Well that was nerve-wracking!

My Vampire500 board came with “some assembly required” – the FPGA, SDRAM and level translators were all in place, but installing the non-essential stuff – the micro SD slot and PS/2 socket – was left as an exercise for the user!

I want to press the Micro SD slot into service so that I can load alternative Kickstart ROMs, because my old A500 board has kickstart 1.3, and I need a more up-to-date ROM to test Zorro III autoconfig, and to run certain test software.

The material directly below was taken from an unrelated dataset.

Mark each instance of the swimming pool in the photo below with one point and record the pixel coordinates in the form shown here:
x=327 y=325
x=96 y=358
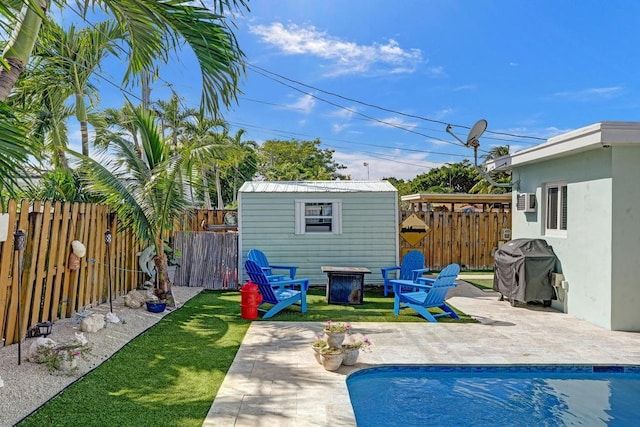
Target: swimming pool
x=496 y=395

As it happens I haven’t done any surface mount work before, so I was a bit nervous about attacking an almost-one-of-a-kind board with a soldering iron – but after butchering the control board from a dead hard-drive and convincing myself that I *am* capable of soldering on that scale, I had a go at mounting the micro SD socket.  I was relieved to find that it has locating pegs that fit holes in the PCB, so at least I didn’t have to worry about alignment.

MicroSD

Well it *looks* OK – now to see if it actually works!

 

2 thoughts on “Well that was nerve-wracking!

  1. Nice 🙂
    It was very difficult to design footprint for that specific socket. I don’t know why but many manufacturers decided to develop their own MicroSD socket instead of building one by one standard. I wanted to use this one because it has eject mechanism and in the same time pins for soldering are easy accessible. This is not case in MicroSD sockets used in Nokia phones for example. They are very hard to solder because pins are beneath socket. As you can see all tiny holes on PCB fit and I hope that I solved all voltage needs regarding capacitors and resistor needed for complete operation. I don’t know if it works because I never tested. I only done basic SPI communication but I m worried by one thing that socket is not so close to FPGA so i think that it can’t work on higher freq because clk trace is too long.